Glenn’s first claim is that the Court of Common Pleas violated his rights under the Due Process Clause of the Fourteenth Amendment when it denied his motion for a mistrial based on Cotton’s inconsistent testimony. Importantly, this claim requires more than a showing that the Court of Common Pleas erred under Pennsylvania law. See Estelle v. McGuire, 502 U.S. 62, 67-68, 112 S.Ct. 475, 116 L.Ed.2d 385 (1991) (“[I]t is not the province of a federal habeas court to reexamine state-court determinations on state-law questions.”). Rather, the scope of our review is “the narrow one of due process, and not the broad exercise of supervisory power [we] would possess in regard to [our] own trial court.” Donnelly v. DeChristoforo, 416 U.S. 637, 642, 94 S.Ct. 1868, 40 L.Ed.2d 431 (1974).

To prevail on his due process claim, Glenn must prove that he was deprived of “fundamental elements of fairness in [his] criminal trial.” Riggins v. Nevada, 504 U.S. 127, 149, 112 S.Ct. 1810, 118 L.Ed.2d 479 (1992) (internal quotation marks and citation omitted). Glenn must tread a steep hill. The Supreme Court has “defined the category of infractions that violate ‘fundamental fairness’ very narrowly, based on the recognition that, beyond the specific guarantees enumerated in the Bill of Rights, the Due Process Clause has limited operation.” Medina v. California, 505 U.S. 437, 443, 112 S.Ct. 2572, 120 L.Ed.2d 353 (1992).
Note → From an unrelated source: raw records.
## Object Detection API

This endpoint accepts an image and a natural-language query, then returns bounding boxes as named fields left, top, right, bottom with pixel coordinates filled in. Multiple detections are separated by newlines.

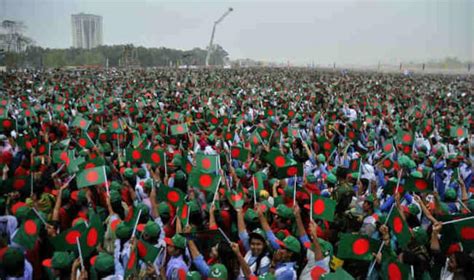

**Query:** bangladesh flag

left=382, top=156, right=396, bottom=170
left=288, top=127, right=301, bottom=138
left=10, top=175, right=33, bottom=193
left=22, top=107, right=36, bottom=118
left=53, top=150, right=74, bottom=166
left=311, top=195, right=336, bottom=222
left=79, top=210, right=104, bottom=258
left=382, top=139, right=395, bottom=155
left=157, top=185, right=185, bottom=207
left=226, top=189, right=245, bottom=209
left=108, top=120, right=123, bottom=133
left=383, top=177, right=405, bottom=195
left=196, top=153, right=220, bottom=173
left=257, top=127, right=272, bottom=142
left=137, top=239, right=160, bottom=263
left=13, top=218, right=40, bottom=250
left=388, top=207, right=411, bottom=248
left=421, top=119, right=435, bottom=137
left=252, top=171, right=264, bottom=193
left=177, top=203, right=190, bottom=226
left=349, top=158, right=360, bottom=172
left=170, top=112, right=183, bottom=121
left=318, top=136, right=336, bottom=157
left=347, top=129, right=359, bottom=141
left=264, top=148, right=291, bottom=168
left=449, top=126, right=468, bottom=139
left=230, top=146, right=249, bottom=162
left=0, top=107, right=8, bottom=119
left=249, top=132, right=263, bottom=152
left=0, top=118, right=16, bottom=132
left=397, top=130, right=415, bottom=146
left=265, top=108, right=278, bottom=118
left=189, top=170, right=221, bottom=193
left=337, top=233, right=380, bottom=261
left=77, top=131, right=95, bottom=149
left=207, top=114, right=219, bottom=126
left=125, top=247, right=138, bottom=279
left=125, top=148, right=146, bottom=163
left=72, top=116, right=91, bottom=130
left=453, top=214, right=474, bottom=252
left=405, top=175, right=433, bottom=192
left=284, top=110, right=296, bottom=119
left=276, top=160, right=303, bottom=179
left=51, top=223, right=87, bottom=251
left=171, top=123, right=188, bottom=135
left=38, top=143, right=51, bottom=155
left=381, top=259, right=410, bottom=280
left=76, top=166, right=106, bottom=188
left=144, top=150, right=166, bottom=166
left=223, top=128, right=235, bottom=141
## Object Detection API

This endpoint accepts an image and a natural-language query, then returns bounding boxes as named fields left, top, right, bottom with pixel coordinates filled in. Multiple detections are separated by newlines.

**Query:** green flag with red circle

left=449, top=126, right=468, bottom=139
left=144, top=149, right=166, bottom=166
left=405, top=176, right=433, bottom=193
left=72, top=116, right=92, bottom=130
left=276, top=160, right=303, bottom=179
left=337, top=233, right=380, bottom=261
left=382, top=139, right=395, bottom=155
left=79, top=210, right=104, bottom=258
left=388, top=207, right=411, bottom=248
left=230, top=146, right=249, bottom=162
left=137, top=239, right=160, bottom=263
left=226, top=189, right=245, bottom=209
left=263, top=148, right=290, bottom=168
left=311, top=195, right=337, bottom=222
left=53, top=150, right=74, bottom=166
left=0, top=118, right=16, bottom=132
left=125, top=148, right=147, bottom=163
left=288, top=126, right=301, bottom=138
left=13, top=218, right=41, bottom=250
left=397, top=130, right=415, bottom=146
left=381, top=254, right=410, bottom=280
left=196, top=153, right=220, bottom=173
left=76, top=166, right=106, bottom=188
left=188, top=169, right=221, bottom=193
left=171, top=123, right=188, bottom=136
left=76, top=131, right=95, bottom=149
left=125, top=247, right=138, bottom=279
left=50, top=223, right=87, bottom=251
left=157, top=185, right=185, bottom=207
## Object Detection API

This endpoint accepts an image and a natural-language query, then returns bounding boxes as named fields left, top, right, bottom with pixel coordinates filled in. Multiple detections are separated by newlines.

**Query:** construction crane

left=206, top=8, right=234, bottom=67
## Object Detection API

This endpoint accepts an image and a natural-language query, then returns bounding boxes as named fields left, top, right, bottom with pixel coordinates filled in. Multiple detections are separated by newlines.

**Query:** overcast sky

left=0, top=0, right=474, bottom=65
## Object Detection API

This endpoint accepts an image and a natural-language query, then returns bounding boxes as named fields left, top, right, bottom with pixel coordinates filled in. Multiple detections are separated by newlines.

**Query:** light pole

left=206, top=8, right=234, bottom=67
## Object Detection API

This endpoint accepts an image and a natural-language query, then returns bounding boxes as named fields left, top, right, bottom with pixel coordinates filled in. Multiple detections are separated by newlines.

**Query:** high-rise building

left=71, top=13, right=102, bottom=49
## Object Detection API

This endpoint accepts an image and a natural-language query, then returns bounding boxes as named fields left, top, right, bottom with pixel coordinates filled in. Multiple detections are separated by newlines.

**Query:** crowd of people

left=0, top=69, right=474, bottom=280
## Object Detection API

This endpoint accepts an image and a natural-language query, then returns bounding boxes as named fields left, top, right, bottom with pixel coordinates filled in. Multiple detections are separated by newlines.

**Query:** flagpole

left=132, top=209, right=142, bottom=237
left=212, top=177, right=221, bottom=205
left=32, top=207, right=48, bottom=226
left=252, top=176, right=257, bottom=205
left=76, top=237, right=84, bottom=270
left=163, top=151, right=168, bottom=177
left=217, top=228, right=232, bottom=245
left=102, top=165, right=110, bottom=196
left=293, top=175, right=296, bottom=206
left=441, top=216, right=474, bottom=225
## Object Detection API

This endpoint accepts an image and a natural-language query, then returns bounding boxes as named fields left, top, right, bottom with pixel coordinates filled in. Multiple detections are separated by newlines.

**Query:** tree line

left=0, top=45, right=228, bottom=69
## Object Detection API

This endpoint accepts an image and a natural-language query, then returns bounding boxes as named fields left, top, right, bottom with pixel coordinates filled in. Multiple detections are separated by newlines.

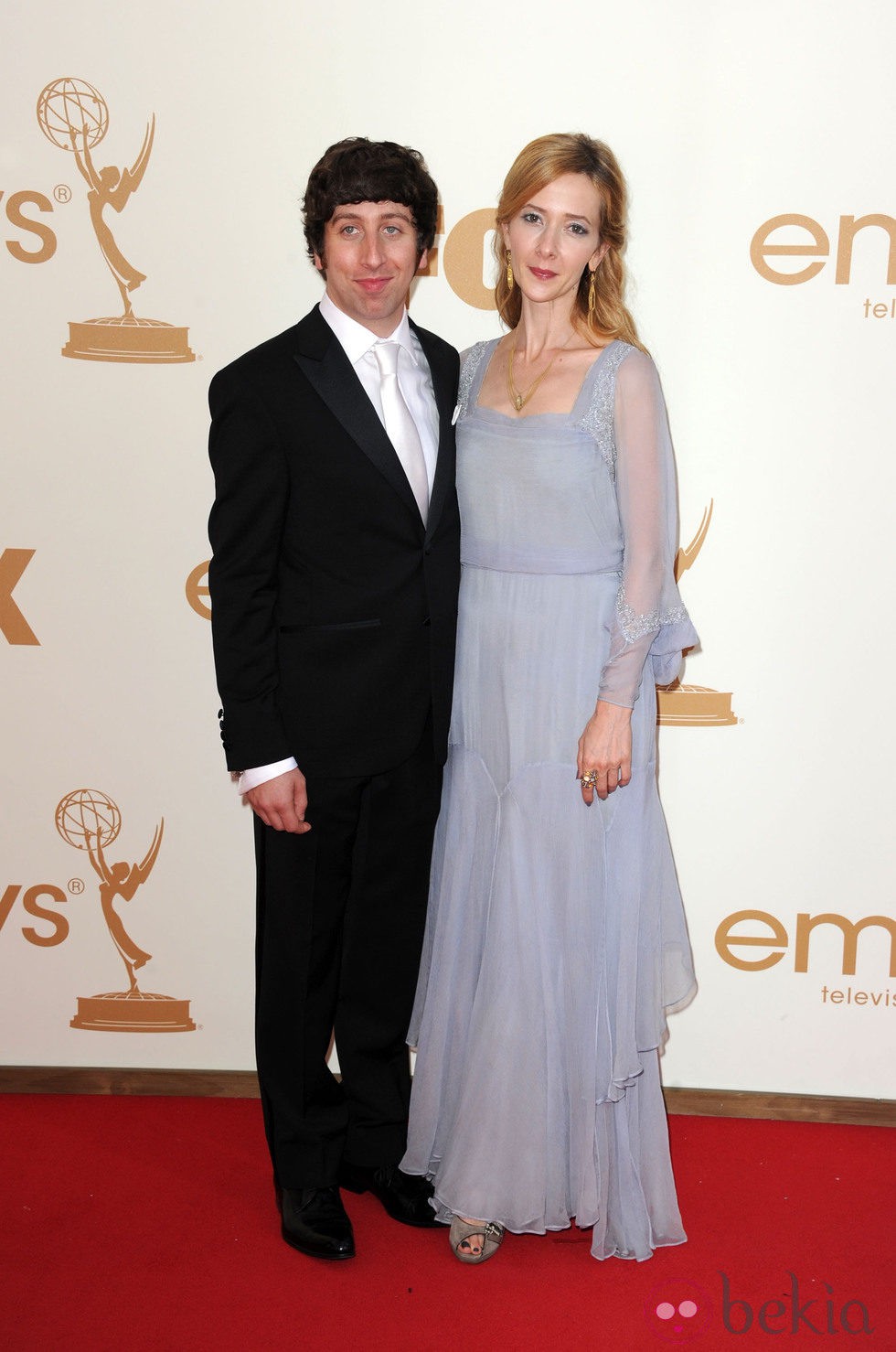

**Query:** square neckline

left=467, top=336, right=622, bottom=424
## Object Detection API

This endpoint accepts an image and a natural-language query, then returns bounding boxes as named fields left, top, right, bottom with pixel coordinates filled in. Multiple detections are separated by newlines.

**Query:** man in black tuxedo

left=209, top=138, right=460, bottom=1259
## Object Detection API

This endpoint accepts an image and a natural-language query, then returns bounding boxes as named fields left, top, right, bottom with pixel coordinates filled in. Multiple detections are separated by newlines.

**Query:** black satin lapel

left=294, top=338, right=421, bottom=520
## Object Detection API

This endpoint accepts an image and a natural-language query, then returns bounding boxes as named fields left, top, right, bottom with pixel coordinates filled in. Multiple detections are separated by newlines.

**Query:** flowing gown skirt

left=402, top=565, right=693, bottom=1259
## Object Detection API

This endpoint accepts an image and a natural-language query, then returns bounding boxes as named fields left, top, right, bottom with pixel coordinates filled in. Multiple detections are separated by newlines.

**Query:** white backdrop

left=0, top=0, right=896, bottom=1098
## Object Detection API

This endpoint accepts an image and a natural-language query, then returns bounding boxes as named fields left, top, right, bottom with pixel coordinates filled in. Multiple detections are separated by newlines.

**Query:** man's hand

left=243, top=769, right=311, bottom=835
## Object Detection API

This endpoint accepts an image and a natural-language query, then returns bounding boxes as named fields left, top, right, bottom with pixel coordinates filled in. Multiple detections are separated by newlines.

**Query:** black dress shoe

left=280, top=1187, right=354, bottom=1259
left=339, top=1163, right=439, bottom=1230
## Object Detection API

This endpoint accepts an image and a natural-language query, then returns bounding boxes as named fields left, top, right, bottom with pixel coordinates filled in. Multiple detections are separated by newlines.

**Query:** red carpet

left=0, top=1095, right=896, bottom=1352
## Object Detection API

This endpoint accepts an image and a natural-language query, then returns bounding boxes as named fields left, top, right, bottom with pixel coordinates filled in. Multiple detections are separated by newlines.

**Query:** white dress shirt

left=234, top=292, right=439, bottom=794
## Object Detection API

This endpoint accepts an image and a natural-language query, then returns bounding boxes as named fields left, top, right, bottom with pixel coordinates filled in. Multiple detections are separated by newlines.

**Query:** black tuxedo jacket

left=208, top=307, right=460, bottom=776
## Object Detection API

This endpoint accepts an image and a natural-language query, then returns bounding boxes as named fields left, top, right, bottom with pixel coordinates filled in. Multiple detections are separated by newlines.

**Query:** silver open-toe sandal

left=449, top=1216, right=504, bottom=1262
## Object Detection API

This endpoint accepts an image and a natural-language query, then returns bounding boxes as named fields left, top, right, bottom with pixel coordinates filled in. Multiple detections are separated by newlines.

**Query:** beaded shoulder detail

left=576, top=339, right=636, bottom=475
left=457, top=339, right=492, bottom=419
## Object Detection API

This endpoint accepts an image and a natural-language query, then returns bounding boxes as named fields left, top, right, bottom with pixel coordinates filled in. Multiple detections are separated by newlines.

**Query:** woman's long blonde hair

left=495, top=133, right=644, bottom=350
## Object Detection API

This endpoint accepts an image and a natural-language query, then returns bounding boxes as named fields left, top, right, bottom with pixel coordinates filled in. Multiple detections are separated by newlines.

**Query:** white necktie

left=373, top=342, right=430, bottom=524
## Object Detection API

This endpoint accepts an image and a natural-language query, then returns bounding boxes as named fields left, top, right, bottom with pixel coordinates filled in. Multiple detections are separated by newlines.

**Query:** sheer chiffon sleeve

left=599, top=348, right=699, bottom=708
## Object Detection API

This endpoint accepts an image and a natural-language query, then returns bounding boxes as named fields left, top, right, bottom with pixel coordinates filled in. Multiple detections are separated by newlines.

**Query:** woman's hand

left=576, top=699, right=631, bottom=806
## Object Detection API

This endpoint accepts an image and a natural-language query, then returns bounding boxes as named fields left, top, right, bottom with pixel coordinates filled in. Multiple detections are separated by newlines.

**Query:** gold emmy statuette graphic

left=37, top=77, right=196, bottom=362
left=656, top=499, right=738, bottom=727
left=56, top=789, right=196, bottom=1033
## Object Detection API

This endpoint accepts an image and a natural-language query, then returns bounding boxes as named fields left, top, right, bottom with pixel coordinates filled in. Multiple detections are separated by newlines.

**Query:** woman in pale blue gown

left=401, top=135, right=698, bottom=1262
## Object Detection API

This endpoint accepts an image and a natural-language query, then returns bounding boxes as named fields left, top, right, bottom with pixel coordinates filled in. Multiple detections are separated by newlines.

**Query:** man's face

left=315, top=201, right=426, bottom=338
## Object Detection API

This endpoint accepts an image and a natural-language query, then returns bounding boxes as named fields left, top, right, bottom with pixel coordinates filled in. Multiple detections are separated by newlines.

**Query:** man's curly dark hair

left=302, top=136, right=439, bottom=266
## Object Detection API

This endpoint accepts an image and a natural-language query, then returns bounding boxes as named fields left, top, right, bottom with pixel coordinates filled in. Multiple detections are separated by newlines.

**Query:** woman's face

left=501, top=173, right=607, bottom=308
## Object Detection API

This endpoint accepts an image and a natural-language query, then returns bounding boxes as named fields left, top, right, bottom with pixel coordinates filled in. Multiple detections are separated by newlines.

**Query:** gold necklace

left=507, top=334, right=573, bottom=413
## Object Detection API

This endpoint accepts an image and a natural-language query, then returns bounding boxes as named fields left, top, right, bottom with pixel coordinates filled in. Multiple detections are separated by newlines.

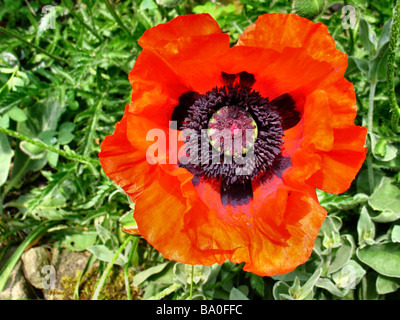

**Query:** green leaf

left=369, top=43, right=389, bottom=83
left=357, top=206, right=375, bottom=244
left=229, top=288, right=249, bottom=300
left=250, top=273, right=265, bottom=297
left=357, top=243, right=400, bottom=278
left=293, top=0, right=327, bottom=20
left=369, top=133, right=398, bottom=162
left=7, top=106, right=28, bottom=122
left=173, top=263, right=211, bottom=286
left=19, top=141, right=46, bottom=159
left=360, top=18, right=378, bottom=57
left=315, top=278, right=344, bottom=298
left=61, top=231, right=97, bottom=251
left=369, top=177, right=400, bottom=222
left=392, top=225, right=400, bottom=242
left=133, top=261, right=171, bottom=286
left=332, top=260, right=365, bottom=290
left=87, top=244, right=126, bottom=266
left=0, top=133, right=13, bottom=186
left=376, top=275, right=400, bottom=294
left=272, top=281, right=294, bottom=300
left=345, top=56, right=369, bottom=76
left=320, top=216, right=341, bottom=254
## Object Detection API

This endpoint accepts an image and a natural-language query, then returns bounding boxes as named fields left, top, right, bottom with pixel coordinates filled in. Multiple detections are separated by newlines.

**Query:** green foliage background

left=0, top=0, right=400, bottom=300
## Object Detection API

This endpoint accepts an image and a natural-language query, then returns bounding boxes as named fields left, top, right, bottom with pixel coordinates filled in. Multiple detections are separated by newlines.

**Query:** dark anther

left=221, top=180, right=253, bottom=206
left=171, top=91, right=199, bottom=130
left=221, top=71, right=256, bottom=87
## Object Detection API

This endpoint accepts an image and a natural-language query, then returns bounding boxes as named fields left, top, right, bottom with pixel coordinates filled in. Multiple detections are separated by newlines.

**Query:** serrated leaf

left=357, top=206, right=375, bottom=244
left=87, top=244, right=126, bottom=266
left=133, top=261, right=171, bottom=286
left=357, top=243, right=400, bottom=278
left=0, top=133, right=13, bottom=186
left=369, top=177, right=400, bottom=222
left=376, top=275, right=400, bottom=294
left=391, top=225, right=400, bottom=242
left=61, top=231, right=97, bottom=251
left=360, top=18, right=378, bottom=57
left=229, top=288, right=249, bottom=300
left=7, top=106, right=28, bottom=122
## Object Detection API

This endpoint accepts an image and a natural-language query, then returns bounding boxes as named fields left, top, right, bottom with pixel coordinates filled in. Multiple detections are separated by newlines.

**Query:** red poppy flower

left=99, top=14, right=366, bottom=276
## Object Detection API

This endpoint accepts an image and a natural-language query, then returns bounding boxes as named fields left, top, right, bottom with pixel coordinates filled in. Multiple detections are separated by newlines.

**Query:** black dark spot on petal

left=221, top=180, right=253, bottom=206
left=238, top=71, right=256, bottom=87
left=221, top=72, right=236, bottom=85
left=271, top=93, right=301, bottom=130
left=171, top=91, right=199, bottom=130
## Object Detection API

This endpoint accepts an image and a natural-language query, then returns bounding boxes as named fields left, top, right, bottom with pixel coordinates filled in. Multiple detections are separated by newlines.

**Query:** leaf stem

left=124, top=237, right=139, bottom=300
left=103, top=0, right=132, bottom=37
left=0, top=26, right=71, bottom=65
left=148, top=283, right=181, bottom=300
left=0, top=127, right=97, bottom=164
left=62, top=0, right=104, bottom=41
left=386, top=0, right=400, bottom=132
left=92, top=236, right=133, bottom=300
left=0, top=221, right=61, bottom=292
left=189, top=265, right=194, bottom=300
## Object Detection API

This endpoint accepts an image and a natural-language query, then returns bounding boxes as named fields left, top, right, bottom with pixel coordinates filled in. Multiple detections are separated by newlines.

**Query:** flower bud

left=293, top=0, right=328, bottom=20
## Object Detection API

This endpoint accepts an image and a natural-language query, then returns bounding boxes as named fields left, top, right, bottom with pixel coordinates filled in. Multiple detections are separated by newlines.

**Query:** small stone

left=21, top=247, right=50, bottom=289
left=0, top=247, right=35, bottom=300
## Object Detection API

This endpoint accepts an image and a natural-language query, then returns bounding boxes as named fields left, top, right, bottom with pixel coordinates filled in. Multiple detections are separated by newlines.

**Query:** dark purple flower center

left=171, top=72, right=300, bottom=205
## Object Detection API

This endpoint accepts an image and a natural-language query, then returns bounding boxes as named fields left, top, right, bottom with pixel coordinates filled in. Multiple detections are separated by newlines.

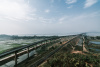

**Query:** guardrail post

left=15, top=51, right=17, bottom=67
left=27, top=47, right=29, bottom=58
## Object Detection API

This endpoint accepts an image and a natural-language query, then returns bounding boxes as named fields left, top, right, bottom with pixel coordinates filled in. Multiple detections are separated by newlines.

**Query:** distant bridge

left=0, top=34, right=82, bottom=67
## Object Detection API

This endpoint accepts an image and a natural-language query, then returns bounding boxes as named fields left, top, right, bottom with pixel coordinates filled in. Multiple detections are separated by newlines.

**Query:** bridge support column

left=27, top=47, right=29, bottom=58
left=15, top=52, right=17, bottom=67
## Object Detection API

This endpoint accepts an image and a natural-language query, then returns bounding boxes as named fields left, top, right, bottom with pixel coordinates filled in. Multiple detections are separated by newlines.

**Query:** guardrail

left=30, top=36, right=78, bottom=67
left=0, top=37, right=60, bottom=67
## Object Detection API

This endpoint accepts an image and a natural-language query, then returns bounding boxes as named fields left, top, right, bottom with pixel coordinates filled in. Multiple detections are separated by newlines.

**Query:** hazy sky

left=0, top=0, right=100, bottom=35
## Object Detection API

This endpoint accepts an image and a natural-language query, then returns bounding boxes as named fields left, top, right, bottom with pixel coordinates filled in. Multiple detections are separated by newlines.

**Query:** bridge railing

left=0, top=37, right=60, bottom=67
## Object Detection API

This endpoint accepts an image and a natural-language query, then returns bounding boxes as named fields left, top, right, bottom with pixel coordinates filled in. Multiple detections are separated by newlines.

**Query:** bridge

left=0, top=34, right=84, bottom=67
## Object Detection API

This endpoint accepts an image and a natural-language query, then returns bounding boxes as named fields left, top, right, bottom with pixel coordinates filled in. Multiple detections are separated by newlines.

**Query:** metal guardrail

left=30, top=36, right=78, bottom=67
left=0, top=37, right=60, bottom=67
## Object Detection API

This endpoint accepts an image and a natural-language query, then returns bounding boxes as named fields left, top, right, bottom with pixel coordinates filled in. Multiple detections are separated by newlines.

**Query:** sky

left=0, top=0, right=100, bottom=35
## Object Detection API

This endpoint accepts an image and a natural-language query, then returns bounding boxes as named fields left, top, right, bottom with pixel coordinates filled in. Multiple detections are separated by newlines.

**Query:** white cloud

left=84, top=0, right=98, bottom=8
left=0, top=0, right=36, bottom=20
left=51, top=0, right=54, bottom=3
left=67, top=5, right=73, bottom=8
left=66, top=0, right=77, bottom=4
left=45, top=9, right=50, bottom=13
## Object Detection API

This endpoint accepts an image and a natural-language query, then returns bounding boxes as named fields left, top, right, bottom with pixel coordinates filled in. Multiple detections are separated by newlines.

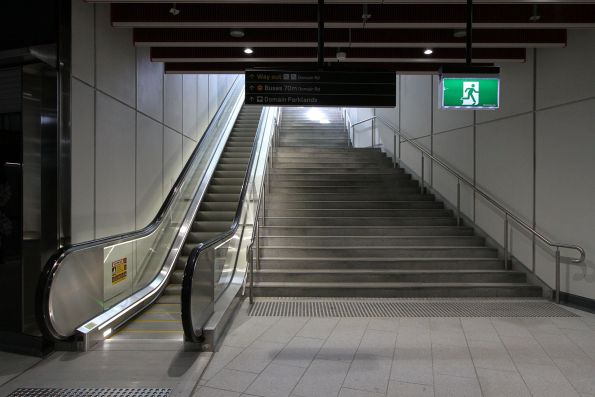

In order to satisfy due process, Glenn’s trial must have been fair; it need not have been perfect. See United States v. Hasting, 461 U.S. 499, 508, 103 S.Ct. 1974, 76 L.Ed.2d 96 (1983).

Glenn argues that Cotton’s unreliable testimony rendered his trial fundamentally unfair. He insists that the trial judge’s curative instructions could not purge the record of .the taint from this testimony and that a mistrial was the only constitutionally adequate remedy. It is well established that, absent extraordinary circumstances, jurors are presumed to follow the instructions given them by the court. See Greer v. Miller, 483 U.S. 756, 766 n. 8, 107 S.Ct. 3102, 97 L.Ed.2d 618 (1987); Richardson v. Marsh, 481 U.S. 200, 211, 107 S.Ct. 1702, 95 L.Ed.2d 176 (1987); United States v., Bornman, 559 F.3d 150, 156 (3d Cir.2009). Glenn, however, urges us to abandon that presumption because, in his view, most of the remaining evidence in his case “directly or tangentially related to Cotton’s identification of Glenn as the shooter” and, accordingly, “no jury could render an impartial verdict ... without Cotton’s trial testimony on some level seeping into the deliberations.” Appellant’s Br. 30.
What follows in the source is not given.